Bez tytułu
Rzecz się dzieje w sali egzaminacyjnej; ludzie ładnie ubrani; typowy dla takich miejsc wystrój: ławki rozsiane po całej sali, biurko egzaminatorów, podium, na jego zwieńczeniu mikrofon, na ścianach głośniki; tłum ludzi
Akcja.
Główny bohater (GB) wchodzi do sali z dwojgiem znajomych: Marcinem (M) i Pauliną (P).
M: Gdzie siadamy?
GB: Tam, gdzie będziemy mogli pisać razem... o tam są miejsca - wskazuje miejsca z przodu sali, jeden rząd prawie całkowicie wolny
Siadają. Wyciągają swoje pomoce naukowe, legalne ściągi.
Nauczyciel mówi; długo, o zasadach panujących na egzaminie (proponuję improwizację aktiora); dochodzi do słów, na któe czekają wszyscy, a których spodziewa się GB
N: Za to, że państwo przyszli na egzamin, Ci, którzy dostali oczywiście 2 z poprzednich, teraz dostają automatycznie 3. (...) (Najlepiej kolejna część improwizacji, w stylu mówienia, że nie chce się obsadzać uczniów na takim przedmiocie) Reszta, którzy chcą poprawić ocenę z wcześniejszych pozytywnych, niech się przesiądą tutaj... wskazanie miejsca z przodu sali. Jednak jeżli osoby, które dostały oceny niedopuszczające poprzenio, gdy napiszą ten egzamin źle, 2 zostanie wpisane do indeksu.
Wielu studentów rozmawia między sobą przez moment, podnosi się ogólna wrzawa.
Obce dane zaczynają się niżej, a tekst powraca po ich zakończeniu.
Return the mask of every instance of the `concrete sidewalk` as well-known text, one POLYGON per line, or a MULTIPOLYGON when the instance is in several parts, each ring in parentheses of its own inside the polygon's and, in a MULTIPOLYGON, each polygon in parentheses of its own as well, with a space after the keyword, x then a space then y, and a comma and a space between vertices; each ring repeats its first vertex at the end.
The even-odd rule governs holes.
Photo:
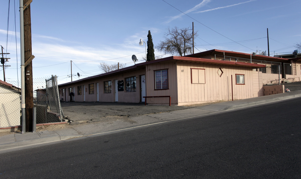
POLYGON ((227 101, 182 110, 131 117, 132 123, 117 121, 73 126, 55 131, 45 130, 25 134, 14 133, 0 137, 0 153, 14 149, 64 141, 71 138, 91 137, 109 132, 128 130, 158 123, 199 116, 215 112, 251 106, 301 97, 301 91, 292 91, 236 101, 227 101))

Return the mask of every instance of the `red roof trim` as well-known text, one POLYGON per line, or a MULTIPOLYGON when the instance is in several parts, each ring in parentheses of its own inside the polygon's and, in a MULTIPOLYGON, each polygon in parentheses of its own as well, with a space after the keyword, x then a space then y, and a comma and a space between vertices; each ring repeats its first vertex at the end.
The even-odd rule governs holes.
POLYGON ((12 85, 11 84, 9 83, 8 83, 4 81, 3 81, 1 79, 0 79, 0 83, 2 83, 2 84, 3 84, 3 85, 6 85, 6 86, 9 86, 9 87, 10 87, 11 88, 13 87, 13 85, 12 85))

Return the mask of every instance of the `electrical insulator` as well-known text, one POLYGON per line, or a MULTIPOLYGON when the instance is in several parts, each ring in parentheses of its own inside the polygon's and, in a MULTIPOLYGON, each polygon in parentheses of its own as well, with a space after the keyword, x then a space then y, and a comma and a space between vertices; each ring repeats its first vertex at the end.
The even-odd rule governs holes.
POLYGON ((5 60, 5 58, 3 58, 3 57, 1 58, 1 64, 4 64, 4 61, 5 60))

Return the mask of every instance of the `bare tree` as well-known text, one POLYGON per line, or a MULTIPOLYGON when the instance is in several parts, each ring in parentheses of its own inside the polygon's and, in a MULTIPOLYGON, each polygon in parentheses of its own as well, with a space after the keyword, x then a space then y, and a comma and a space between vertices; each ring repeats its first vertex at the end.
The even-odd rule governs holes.
MULTIPOLYGON (((171 53, 180 56, 191 53, 192 50, 192 29, 190 28, 179 28, 175 27, 171 29, 169 27, 164 34, 164 41, 156 47, 165 54, 171 53)), ((197 32, 194 36, 197 36, 197 32)))
MULTIPOLYGON (((119 69, 122 68, 126 67, 125 63, 119 63, 119 69)), ((118 63, 107 64, 103 61, 100 62, 98 65, 98 67, 101 70, 107 73, 116 70, 118 70, 118 63)))

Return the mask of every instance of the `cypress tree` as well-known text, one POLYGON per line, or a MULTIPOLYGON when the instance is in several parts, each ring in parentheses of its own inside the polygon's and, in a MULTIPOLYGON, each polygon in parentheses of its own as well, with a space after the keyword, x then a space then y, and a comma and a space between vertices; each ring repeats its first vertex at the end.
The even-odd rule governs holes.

Większość pozostaje przy opcji pewnej 3. Wykładowca mówi, że na kartce ze swoim imieniem i nazwiskiem należy napisać '3', żeby wiadomo było co się dostało. Studenci oddają kartki asystentce (wątpliwej urody).
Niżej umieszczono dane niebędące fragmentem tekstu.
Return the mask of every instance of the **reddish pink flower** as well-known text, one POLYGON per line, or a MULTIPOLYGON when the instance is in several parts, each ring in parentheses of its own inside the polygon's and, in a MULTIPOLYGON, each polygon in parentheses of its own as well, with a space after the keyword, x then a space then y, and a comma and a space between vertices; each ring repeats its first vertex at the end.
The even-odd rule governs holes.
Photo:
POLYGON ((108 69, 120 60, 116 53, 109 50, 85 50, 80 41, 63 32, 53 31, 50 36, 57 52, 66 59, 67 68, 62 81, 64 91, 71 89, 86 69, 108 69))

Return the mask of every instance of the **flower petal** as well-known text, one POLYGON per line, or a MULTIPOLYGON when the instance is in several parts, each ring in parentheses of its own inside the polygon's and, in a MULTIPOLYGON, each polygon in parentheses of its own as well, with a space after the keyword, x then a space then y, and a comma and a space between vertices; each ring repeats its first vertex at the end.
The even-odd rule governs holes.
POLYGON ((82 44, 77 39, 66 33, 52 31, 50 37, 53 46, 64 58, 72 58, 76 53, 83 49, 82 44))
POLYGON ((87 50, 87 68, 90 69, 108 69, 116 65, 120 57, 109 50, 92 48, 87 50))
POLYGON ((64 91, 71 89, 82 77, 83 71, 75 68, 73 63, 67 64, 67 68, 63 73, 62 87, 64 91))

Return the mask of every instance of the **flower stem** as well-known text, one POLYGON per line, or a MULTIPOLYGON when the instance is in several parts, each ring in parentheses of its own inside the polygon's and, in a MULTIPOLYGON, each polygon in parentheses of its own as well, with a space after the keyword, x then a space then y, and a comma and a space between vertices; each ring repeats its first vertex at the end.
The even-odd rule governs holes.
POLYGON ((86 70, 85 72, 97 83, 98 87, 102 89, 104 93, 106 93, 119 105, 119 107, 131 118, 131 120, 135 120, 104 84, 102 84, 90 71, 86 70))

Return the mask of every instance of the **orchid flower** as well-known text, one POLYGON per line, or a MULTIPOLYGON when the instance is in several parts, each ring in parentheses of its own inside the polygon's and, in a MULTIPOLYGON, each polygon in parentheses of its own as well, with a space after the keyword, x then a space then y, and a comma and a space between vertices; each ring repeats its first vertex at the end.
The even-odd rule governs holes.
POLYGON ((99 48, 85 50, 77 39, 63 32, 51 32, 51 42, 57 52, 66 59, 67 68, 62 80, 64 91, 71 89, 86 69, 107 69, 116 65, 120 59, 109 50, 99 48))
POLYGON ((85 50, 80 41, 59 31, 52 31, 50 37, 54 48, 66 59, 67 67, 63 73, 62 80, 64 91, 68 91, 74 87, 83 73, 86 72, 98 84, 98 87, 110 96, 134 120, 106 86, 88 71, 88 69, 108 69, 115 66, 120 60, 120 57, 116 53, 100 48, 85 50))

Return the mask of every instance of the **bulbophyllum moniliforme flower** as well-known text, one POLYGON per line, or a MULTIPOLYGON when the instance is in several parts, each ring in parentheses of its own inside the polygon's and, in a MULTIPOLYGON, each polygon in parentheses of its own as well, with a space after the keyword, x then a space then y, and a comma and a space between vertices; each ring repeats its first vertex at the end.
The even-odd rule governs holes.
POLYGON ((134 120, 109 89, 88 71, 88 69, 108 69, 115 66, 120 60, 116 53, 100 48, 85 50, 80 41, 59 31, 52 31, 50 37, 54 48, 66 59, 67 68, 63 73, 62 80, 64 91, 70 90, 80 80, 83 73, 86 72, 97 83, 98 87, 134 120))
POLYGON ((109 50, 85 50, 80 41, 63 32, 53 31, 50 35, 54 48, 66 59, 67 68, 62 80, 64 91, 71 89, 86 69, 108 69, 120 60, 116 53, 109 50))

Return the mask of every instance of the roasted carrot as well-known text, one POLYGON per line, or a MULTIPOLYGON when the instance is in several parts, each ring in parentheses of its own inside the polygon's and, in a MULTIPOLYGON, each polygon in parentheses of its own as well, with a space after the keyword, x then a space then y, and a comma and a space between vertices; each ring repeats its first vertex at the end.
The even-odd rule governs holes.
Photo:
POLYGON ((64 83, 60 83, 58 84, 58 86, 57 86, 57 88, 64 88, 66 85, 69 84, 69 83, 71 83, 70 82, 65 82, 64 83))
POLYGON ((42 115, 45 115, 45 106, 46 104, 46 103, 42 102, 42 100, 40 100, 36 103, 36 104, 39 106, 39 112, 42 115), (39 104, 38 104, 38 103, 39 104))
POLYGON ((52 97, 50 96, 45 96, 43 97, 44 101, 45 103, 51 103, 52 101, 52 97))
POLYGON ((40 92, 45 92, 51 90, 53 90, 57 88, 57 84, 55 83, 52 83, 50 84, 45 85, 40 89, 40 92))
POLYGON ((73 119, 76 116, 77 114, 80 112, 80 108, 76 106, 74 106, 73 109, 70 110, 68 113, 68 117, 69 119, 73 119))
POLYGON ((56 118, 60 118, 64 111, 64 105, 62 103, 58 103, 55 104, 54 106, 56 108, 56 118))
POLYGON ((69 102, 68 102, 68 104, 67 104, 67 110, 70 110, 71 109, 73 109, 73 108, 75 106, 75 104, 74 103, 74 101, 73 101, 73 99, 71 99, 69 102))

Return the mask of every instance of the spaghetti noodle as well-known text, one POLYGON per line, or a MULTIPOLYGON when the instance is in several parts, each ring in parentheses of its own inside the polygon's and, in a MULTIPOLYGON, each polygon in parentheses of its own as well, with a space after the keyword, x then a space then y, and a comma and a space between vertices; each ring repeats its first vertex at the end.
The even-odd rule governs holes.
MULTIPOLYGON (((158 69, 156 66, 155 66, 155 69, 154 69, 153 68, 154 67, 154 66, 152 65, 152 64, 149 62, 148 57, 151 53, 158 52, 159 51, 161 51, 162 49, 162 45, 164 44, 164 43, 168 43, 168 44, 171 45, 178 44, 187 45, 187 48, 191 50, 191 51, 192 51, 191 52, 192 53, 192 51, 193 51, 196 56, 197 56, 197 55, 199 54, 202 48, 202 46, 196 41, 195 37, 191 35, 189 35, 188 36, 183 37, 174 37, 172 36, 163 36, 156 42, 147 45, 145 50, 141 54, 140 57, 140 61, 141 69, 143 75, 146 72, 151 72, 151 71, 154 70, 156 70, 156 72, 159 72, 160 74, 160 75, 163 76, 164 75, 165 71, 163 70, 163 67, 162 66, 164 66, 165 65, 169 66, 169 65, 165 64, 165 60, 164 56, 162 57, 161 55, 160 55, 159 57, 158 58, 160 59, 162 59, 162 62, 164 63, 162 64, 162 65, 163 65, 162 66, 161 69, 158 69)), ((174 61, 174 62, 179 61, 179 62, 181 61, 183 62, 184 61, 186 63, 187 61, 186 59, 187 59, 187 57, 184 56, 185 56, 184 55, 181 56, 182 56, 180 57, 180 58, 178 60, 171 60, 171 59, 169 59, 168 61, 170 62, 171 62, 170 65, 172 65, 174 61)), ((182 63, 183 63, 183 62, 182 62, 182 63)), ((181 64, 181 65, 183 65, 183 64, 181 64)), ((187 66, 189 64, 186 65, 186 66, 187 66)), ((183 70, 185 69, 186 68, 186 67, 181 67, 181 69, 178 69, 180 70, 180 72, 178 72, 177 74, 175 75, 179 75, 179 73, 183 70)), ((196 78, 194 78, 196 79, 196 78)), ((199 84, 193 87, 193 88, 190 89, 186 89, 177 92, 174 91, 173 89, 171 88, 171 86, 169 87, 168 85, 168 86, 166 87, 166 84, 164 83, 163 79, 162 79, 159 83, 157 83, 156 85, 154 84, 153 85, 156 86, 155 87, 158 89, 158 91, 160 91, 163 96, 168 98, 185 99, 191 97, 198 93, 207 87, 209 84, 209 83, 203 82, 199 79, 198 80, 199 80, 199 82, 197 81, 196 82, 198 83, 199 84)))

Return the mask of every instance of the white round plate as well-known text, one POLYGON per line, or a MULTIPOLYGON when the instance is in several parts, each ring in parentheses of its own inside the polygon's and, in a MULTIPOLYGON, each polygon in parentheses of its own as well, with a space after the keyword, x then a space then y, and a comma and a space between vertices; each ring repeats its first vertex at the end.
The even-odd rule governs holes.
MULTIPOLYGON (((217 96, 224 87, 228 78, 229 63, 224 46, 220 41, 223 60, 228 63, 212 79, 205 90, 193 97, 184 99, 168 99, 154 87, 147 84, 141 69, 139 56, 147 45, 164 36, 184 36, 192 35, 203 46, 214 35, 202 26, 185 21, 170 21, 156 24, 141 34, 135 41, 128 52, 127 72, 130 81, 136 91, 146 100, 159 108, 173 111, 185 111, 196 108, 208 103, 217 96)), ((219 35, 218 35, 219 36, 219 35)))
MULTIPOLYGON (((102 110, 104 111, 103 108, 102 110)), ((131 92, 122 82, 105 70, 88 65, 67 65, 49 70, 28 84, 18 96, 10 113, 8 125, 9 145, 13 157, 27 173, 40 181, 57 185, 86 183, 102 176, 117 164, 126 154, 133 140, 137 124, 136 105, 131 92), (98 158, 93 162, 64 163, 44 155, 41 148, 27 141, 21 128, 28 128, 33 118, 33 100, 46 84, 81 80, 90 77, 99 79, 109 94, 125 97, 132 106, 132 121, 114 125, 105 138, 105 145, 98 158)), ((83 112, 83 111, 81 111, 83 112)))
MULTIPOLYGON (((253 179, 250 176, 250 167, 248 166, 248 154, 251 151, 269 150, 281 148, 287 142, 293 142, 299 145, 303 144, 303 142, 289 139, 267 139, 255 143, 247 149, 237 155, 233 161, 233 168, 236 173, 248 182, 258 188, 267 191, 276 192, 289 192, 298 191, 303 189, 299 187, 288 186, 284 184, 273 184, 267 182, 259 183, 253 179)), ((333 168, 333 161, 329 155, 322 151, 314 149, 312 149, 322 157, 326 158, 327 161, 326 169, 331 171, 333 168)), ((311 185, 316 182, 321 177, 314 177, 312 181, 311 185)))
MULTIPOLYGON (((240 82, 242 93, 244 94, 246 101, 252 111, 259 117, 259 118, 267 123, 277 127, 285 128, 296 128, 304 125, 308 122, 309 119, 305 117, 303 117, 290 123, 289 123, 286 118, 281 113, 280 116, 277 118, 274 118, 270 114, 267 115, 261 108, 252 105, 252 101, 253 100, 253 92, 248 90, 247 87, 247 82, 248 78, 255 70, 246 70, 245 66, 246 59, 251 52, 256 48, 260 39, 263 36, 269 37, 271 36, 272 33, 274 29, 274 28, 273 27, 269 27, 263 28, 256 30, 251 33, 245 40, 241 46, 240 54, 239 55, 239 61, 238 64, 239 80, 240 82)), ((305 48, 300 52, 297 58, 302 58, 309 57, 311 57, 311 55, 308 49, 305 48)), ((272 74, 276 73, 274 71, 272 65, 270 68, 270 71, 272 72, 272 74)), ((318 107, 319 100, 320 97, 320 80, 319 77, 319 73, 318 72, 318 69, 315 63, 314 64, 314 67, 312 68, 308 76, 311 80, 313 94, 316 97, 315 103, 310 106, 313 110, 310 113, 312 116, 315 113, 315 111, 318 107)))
N: Ci, którzy zdecydowali się pisać na więcej niż 3, proszę o przyjście tutaj... pokazuje znowu miejsca z przodu sali. Po chwili milczenia:
N: Za odwagę, Ci, którzy zdecydowali się pisać, automatycznie dostają 4. Ogólna radość piszących, coś w rodzaju 'och' tych, którzy postanowili nie pisać
N: Czy ktoś chce pisać na więcej niż 4? Cisza na sali, nie ma nikogo odważnego
Ach tak, w wartkiej akcji egzaminacyjnego ferworu zapomniałem umieścić GB, M i P. A więc: dwie pierwsze postaci zostały na poziomie '3'. P chciała poprawić ocenę, zrobiła to; na 5.
Morał?
Sprawiedliwości nie znajdzie się na studiach, na pewno już nie prawniczych...
Pozdrawiam.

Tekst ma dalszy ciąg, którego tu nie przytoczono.